Syphax, king of the Massaesyli in W. Numidia, fought for the Carthaginians during the second Punic war, and was finally defeated and captured by Scipio in 203 b.c. After his fall Masinissa, King of the Massyli, was left supreme in Numidia.

duumvir. The chief magistrates in a colonia were styled duumviri iure dicundo.

the dignity of my position. This is generally interpreted as meaning that Apuleius himself had become duumvir. It is more likely, considering his age and his continued absences from Madaura, that it means merely the position acquired for him by his father's distinguished office.

[Chapter 25.] Magician is the Persian word for priest. 'The name magi applied to all workers of miracles, strictly designates the priests of Mazdeism, and well-attested tradition made certain Persians the inventors of genuine magic, the magic which the Middle Ages styled the black art. If they did not invent it, for it is as old as humanity, they were at least the first to give magic a doctrinal basis and to assign it a place in a well-defined theological system.... By the Alexandrian period, books attributed to Zoroaster, Hostanes, and Hystaspes were translated into Greek.' Cumont, Les Religions Orientales dans le Paganisme Romain, p. 227. Cp. Pliny, N.H. xxx. 7. Plato, Alcibiades i. 121 e.

Zoroaster, son of Oromazes, the founder of the ancient religion of Persia (Mazdeism).

[Chapter 26.] Plato. The allusion is to Charmides, p. 157 a. Socrates offers Charmides a charm to cure the headache. But the charm will do more than cure the headache. 'I learnt it, when serving with the army, of one of the physicians of the Thracian King Zamolxis. He was one of those who are said to give immortality. This Thracian said to me ... "Zamolxis, our king, who is also a god, says that as you ought not to attempt to cure the eyes without the head or the head without the eyes, so neither ought you to attempt to cure the body without the soul,"... "For all good and evil, whether in the body or in human nature, originates, as he declared, in the soul, and overflows from thence, as from the head into the eyes. And therefore if the head and body are to be well, you must begin by curing the soul; that is the first thing. And the cure has to be effected by the use of certain charms, and these charms are fair words; and by them temperance is implanted in the soul, and where temperance is, there health is speedily implanted, not only to the head, but to the whole body."' (Jowett's Translation.) Apuleius scarcely makes a fair use of Plato's words, which he has so far detached from their context as to give them almost entirely a new meaning.
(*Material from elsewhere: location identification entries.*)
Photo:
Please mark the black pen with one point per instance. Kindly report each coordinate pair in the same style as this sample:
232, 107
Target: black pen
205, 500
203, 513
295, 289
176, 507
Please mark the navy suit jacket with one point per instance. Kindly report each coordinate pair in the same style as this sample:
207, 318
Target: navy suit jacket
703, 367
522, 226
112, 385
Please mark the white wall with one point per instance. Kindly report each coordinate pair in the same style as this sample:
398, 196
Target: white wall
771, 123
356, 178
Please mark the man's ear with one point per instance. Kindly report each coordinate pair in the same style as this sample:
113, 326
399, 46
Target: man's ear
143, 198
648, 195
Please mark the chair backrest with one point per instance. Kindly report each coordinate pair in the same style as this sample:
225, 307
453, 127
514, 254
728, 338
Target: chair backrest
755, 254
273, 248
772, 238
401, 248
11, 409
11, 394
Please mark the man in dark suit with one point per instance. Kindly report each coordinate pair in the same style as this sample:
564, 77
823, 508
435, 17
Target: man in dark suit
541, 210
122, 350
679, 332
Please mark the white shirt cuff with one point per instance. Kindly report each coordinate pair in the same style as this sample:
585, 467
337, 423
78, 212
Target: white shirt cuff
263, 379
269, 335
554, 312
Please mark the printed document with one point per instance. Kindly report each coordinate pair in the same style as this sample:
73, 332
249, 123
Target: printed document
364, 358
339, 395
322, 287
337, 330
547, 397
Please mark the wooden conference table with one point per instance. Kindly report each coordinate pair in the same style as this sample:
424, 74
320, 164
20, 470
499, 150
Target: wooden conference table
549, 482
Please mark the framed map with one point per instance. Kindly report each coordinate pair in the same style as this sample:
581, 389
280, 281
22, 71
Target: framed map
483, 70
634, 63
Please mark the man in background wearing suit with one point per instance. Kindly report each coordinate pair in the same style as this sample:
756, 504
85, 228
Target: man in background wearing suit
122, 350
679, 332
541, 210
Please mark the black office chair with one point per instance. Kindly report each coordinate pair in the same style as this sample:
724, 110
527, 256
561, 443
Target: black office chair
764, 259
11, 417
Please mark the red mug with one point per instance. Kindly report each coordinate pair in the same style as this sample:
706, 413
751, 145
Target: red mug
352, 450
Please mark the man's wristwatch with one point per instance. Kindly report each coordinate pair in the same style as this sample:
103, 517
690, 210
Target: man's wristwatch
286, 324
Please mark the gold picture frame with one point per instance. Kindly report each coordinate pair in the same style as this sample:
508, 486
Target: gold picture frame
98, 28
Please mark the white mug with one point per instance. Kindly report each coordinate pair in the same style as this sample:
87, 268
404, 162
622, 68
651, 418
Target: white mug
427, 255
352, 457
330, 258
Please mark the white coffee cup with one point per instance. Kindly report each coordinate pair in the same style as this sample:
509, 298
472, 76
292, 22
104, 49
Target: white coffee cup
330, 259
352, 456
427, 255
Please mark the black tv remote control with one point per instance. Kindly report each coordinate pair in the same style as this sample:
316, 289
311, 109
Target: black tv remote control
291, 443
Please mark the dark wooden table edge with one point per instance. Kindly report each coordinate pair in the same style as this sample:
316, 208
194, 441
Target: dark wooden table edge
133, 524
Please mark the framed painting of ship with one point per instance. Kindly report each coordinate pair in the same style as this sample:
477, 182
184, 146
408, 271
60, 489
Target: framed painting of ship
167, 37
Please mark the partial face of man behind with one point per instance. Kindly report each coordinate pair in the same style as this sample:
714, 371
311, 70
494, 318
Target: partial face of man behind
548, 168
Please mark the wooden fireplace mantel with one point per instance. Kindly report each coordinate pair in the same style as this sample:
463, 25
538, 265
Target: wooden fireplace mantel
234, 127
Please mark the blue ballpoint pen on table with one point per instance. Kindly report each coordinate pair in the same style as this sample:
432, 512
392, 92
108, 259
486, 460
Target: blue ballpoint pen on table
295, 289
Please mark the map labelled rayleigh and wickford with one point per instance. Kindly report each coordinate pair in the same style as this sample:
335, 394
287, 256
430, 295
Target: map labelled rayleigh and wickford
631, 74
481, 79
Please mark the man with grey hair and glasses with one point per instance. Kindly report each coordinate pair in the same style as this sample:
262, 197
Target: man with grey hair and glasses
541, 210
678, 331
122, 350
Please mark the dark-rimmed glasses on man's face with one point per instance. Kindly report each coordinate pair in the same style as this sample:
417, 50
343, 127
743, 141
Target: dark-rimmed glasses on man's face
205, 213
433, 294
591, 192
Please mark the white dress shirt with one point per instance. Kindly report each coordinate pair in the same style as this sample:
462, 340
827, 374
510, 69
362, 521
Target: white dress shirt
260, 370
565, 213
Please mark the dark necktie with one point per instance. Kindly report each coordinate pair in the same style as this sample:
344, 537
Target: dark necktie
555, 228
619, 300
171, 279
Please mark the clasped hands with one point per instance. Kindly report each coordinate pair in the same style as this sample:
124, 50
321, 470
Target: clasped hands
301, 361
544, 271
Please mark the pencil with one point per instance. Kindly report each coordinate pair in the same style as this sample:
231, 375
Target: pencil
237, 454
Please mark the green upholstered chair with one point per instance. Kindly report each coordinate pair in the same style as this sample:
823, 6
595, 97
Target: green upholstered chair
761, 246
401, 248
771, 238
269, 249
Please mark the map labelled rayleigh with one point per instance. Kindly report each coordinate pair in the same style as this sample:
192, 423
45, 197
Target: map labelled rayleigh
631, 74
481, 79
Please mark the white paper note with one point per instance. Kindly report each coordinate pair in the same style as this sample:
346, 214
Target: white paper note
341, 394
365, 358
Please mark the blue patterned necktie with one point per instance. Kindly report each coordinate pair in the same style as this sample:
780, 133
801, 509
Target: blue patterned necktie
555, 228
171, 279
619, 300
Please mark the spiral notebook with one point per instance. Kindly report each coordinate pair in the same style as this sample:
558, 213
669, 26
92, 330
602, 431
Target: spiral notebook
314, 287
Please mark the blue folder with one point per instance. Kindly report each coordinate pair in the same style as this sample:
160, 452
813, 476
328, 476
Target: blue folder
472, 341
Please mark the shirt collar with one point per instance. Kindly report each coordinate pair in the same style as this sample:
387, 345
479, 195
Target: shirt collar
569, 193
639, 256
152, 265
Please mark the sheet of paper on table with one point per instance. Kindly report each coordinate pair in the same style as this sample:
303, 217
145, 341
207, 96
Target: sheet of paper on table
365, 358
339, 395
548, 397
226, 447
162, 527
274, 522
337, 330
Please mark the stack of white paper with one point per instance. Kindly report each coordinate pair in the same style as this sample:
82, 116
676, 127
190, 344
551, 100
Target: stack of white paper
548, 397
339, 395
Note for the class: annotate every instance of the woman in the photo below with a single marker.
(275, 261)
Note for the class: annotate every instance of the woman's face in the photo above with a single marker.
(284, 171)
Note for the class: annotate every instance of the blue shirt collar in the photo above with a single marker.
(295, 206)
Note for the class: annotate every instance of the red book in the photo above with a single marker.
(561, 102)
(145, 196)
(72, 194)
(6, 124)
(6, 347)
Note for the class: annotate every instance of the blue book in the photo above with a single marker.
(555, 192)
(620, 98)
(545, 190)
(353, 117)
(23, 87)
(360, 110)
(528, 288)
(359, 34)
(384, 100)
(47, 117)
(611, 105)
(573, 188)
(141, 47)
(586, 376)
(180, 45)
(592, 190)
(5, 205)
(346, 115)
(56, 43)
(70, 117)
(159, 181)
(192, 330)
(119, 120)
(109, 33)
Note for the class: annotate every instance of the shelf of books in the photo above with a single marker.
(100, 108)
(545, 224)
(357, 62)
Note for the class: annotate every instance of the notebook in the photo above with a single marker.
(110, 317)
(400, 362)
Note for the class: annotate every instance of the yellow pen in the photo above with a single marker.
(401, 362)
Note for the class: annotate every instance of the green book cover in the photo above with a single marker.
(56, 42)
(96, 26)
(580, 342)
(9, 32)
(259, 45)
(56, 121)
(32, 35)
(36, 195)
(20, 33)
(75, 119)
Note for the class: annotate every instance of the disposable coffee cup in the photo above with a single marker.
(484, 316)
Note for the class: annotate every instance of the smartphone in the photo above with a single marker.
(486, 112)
Zamolxis, probably an indigenous deity of the Getae. Greek legend made him a Getan slave of Pythagoras, who on manumission went home, became priest of the chief deity of the Getae, and taught the Pythagorean doctrine of the immortality of the soul.

[Chapter 27.] Anaxagoras of Clazomenae, born about 499 b.c. He came to Athens and had great influence there, being the friend of Pericles and Euripides. He was, however, banished for unorthodoxy and died at Lampsacus aged 72.

Leucippus, the founder of the atomic theory. His exact date and place of birth are uncertain.

Democritus of Abdera, born about 450 b.c. He developed the atomic theory of Leucippus.